Depuis, la Commission a indiqué avoir poursuivi la discussion avec
Israël. Mais la question reste entière aujourd'hui et je vous la
repose, Monsieur le Commissaire: la Commission va-t-elle accepter
une solution qui n'exige pas d'Israël qu'il cesse de délivrer des
certificats d'origine aux produits provenant des colonies dans le
cadre de l'accord d'association? Va-t-elle faire appel aux
instruments de droit à sa disposition?

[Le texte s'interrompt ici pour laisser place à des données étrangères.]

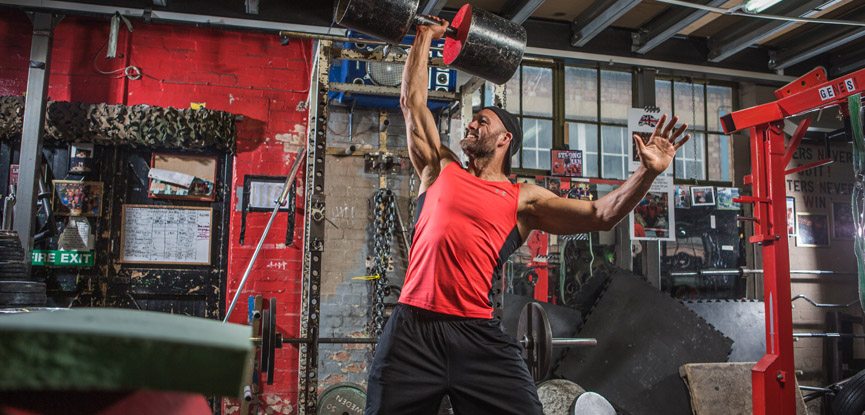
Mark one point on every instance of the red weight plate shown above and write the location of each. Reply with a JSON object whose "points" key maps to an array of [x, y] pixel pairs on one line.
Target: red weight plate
{"points": [[461, 22]]}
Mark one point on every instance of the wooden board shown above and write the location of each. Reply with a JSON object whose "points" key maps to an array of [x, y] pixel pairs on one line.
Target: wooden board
{"points": [[724, 388], [201, 167], [104, 349], [153, 234]]}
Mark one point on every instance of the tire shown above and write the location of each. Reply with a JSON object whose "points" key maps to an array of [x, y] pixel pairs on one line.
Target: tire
{"points": [[850, 399]]}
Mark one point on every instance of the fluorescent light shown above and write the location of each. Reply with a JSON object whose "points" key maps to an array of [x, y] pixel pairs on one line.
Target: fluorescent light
{"points": [[757, 6]]}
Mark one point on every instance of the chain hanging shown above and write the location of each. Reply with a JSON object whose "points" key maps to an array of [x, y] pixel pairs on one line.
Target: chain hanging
{"points": [[381, 262]]}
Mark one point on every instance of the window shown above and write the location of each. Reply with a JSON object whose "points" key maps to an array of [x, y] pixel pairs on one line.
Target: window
{"points": [[594, 122], [529, 95], [701, 106]]}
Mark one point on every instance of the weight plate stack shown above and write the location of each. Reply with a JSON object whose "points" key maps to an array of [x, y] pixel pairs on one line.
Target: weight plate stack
{"points": [[342, 399], [12, 266]]}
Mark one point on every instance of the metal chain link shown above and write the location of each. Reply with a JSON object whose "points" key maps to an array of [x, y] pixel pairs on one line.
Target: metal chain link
{"points": [[384, 226]]}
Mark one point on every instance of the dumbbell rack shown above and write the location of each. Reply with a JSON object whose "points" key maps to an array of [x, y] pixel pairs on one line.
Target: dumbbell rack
{"points": [[773, 383]]}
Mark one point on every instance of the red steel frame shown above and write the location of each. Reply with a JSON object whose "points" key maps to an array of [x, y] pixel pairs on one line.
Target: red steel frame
{"points": [[772, 378]]}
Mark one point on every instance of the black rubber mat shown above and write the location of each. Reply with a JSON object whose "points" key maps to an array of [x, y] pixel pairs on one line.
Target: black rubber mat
{"points": [[644, 336], [743, 321]]}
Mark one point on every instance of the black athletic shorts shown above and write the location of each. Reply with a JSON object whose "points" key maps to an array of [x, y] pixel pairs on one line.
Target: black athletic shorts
{"points": [[422, 356]]}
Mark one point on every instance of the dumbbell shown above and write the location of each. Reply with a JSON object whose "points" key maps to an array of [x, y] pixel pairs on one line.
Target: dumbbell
{"points": [[477, 42], [536, 337]]}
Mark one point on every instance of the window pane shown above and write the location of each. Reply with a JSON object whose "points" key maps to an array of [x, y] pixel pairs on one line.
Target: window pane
{"points": [[537, 140], [537, 91], [512, 94], [585, 137], [614, 151], [613, 168], [581, 94], [689, 104], [719, 101], [690, 160], [615, 96], [664, 95], [719, 157]]}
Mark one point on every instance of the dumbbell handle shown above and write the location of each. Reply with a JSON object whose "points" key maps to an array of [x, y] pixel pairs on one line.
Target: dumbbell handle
{"points": [[564, 342], [424, 20], [574, 342]]}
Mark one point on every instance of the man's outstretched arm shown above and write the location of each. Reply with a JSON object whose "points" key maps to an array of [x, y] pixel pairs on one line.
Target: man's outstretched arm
{"points": [[542, 209], [424, 144]]}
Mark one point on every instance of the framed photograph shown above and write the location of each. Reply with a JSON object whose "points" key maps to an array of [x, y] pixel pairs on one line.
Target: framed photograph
{"points": [[654, 217], [726, 196], [813, 230], [568, 163], [184, 177], [682, 195], [702, 196], [81, 158], [75, 198], [842, 221], [792, 230]]}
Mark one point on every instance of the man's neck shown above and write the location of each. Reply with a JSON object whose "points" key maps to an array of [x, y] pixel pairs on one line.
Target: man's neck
{"points": [[487, 169]]}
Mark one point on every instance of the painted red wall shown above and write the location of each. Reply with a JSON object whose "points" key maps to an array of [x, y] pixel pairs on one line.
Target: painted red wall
{"points": [[245, 73]]}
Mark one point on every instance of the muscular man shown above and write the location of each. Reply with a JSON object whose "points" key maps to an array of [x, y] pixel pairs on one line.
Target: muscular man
{"points": [[441, 339]]}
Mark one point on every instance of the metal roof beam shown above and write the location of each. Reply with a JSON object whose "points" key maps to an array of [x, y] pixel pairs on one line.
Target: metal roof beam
{"points": [[757, 31], [667, 25], [598, 17], [251, 6], [432, 7], [520, 10], [819, 41]]}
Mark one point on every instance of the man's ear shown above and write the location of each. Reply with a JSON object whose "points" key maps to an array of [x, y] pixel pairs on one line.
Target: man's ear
{"points": [[506, 141]]}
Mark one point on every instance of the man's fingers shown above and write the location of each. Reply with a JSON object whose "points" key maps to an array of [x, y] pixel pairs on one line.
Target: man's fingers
{"points": [[640, 145], [660, 125], [678, 132], [682, 142], [670, 126]]}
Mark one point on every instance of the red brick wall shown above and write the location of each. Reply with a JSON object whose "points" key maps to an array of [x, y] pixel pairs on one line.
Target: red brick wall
{"points": [[245, 73]]}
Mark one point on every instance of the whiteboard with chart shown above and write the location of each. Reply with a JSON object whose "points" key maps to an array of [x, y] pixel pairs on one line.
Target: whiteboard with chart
{"points": [[154, 234]]}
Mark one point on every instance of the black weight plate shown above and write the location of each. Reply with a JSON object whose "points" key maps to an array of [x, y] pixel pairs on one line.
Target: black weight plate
{"points": [[534, 327], [265, 340], [342, 399], [271, 341]]}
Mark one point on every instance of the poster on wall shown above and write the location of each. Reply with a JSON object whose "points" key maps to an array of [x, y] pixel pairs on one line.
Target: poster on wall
{"points": [[642, 122], [792, 230], [654, 217], [725, 198], [568, 163], [702, 196], [842, 221], [813, 230], [682, 196]]}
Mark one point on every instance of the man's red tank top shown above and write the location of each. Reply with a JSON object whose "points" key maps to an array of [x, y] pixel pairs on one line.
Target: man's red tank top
{"points": [[465, 230]]}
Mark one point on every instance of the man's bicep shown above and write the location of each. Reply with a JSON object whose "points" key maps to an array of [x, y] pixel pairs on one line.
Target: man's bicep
{"points": [[422, 135]]}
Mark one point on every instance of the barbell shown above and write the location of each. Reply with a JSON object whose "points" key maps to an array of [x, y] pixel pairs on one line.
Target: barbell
{"points": [[536, 337], [476, 42]]}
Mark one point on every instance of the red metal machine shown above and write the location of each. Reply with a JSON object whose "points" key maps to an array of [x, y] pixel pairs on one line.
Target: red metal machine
{"points": [[772, 378]]}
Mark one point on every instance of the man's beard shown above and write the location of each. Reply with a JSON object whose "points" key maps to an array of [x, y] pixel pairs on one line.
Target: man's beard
{"points": [[476, 148]]}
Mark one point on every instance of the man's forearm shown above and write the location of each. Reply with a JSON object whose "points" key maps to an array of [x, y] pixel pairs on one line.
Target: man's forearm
{"points": [[615, 205], [415, 74]]}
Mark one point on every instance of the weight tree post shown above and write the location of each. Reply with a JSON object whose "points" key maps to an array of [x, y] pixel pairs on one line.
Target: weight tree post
{"points": [[313, 234]]}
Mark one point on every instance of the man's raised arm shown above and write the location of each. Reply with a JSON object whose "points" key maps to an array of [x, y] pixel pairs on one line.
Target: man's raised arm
{"points": [[421, 130]]}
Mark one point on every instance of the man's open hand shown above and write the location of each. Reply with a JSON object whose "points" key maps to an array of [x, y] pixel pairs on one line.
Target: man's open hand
{"points": [[658, 152]]}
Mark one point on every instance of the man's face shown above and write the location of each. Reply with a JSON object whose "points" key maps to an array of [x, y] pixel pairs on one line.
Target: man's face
{"points": [[483, 135]]}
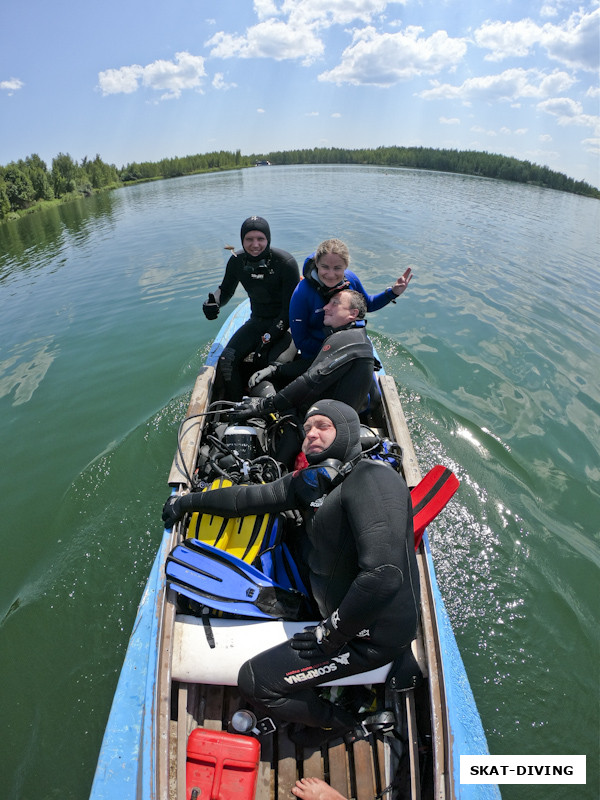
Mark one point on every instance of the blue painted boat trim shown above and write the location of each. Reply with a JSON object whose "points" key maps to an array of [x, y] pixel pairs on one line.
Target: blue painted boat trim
{"points": [[126, 767], [467, 736]]}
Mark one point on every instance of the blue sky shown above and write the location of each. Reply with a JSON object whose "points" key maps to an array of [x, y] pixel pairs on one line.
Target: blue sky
{"points": [[141, 80]]}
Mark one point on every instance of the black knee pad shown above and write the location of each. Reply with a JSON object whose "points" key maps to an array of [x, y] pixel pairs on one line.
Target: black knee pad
{"points": [[226, 361], [246, 681]]}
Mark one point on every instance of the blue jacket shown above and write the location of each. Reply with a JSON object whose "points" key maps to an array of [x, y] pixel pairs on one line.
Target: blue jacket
{"points": [[306, 308]]}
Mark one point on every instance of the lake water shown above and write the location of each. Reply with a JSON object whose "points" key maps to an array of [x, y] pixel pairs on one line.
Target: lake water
{"points": [[495, 348]]}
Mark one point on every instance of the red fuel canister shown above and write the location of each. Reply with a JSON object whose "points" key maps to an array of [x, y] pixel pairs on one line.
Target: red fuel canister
{"points": [[221, 766]]}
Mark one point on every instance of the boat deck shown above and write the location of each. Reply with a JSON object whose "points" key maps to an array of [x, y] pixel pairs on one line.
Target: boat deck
{"points": [[361, 770]]}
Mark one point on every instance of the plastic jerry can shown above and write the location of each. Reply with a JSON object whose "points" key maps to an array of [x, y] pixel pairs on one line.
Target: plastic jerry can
{"points": [[221, 766]]}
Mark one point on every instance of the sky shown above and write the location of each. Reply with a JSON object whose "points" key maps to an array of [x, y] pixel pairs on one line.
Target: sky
{"points": [[142, 80]]}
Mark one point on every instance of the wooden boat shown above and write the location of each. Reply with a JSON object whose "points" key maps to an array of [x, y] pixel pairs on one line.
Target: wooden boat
{"points": [[157, 705]]}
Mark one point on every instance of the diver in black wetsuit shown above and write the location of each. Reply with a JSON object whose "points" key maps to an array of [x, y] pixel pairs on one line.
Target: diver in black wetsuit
{"points": [[342, 370], [362, 570], [269, 276]]}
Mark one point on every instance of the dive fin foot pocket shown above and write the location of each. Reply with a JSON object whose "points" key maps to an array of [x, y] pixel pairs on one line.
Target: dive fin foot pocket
{"points": [[225, 583]]}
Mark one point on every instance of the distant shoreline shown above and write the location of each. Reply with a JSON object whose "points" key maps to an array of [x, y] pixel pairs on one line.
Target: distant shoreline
{"points": [[28, 185]]}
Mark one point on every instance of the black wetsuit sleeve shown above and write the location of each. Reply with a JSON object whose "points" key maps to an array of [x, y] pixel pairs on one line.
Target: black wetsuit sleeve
{"points": [[290, 275], [383, 536], [230, 280], [236, 501], [326, 370]]}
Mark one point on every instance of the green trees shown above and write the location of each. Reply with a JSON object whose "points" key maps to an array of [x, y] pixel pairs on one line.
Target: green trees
{"points": [[28, 182], [466, 162]]}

L'éventualité d'amender
l'accord est aujourd'hui avancée, mais si nous acceptions ce
principe, alors qu'Israël persiste dans sa violation assumée de
l'accord, l'Union pourrait perdre tous ses droits de suspendre
l'application de n'importe quelle partie de l'accord pour mettre un
terme à cette violation, ce qui serait inacceptable. Le droit
international serait ainsi délibérément bafoué, en reconnaissant
Israël comme puissance occupante dans les territoires palestiniens
et ses pratiques d'annexion et de colonisation de territoires. Quoi
qu'il en soit, je veux réaffirmer ici, qu'avant d'entreprendre
toute modification de l'accord, la consultation du Parlement européen
est une nécessité absolue. La Commission y est-elle résolue?
Enfin, pour
conclure, d'une façon générale, l'Union européenne ne peut
continuer à être complice de la persistance du gouvernement Sharon
à occuper ces terres palestiniennes, à voler les produits de cette
terre, à en confisquer le bénéfice, à interdire tout moyen
d'existence, de survie même, de la population. Sur le fond, la
naissance de l'accord en 1995, dans la foulée du processus engagé
à Oslo, voulait s'inscrire comme contribution à la construction de
la paix. La situation est radicalement différente aujourd'hui. De
quel type de coopération peut-il s'agir?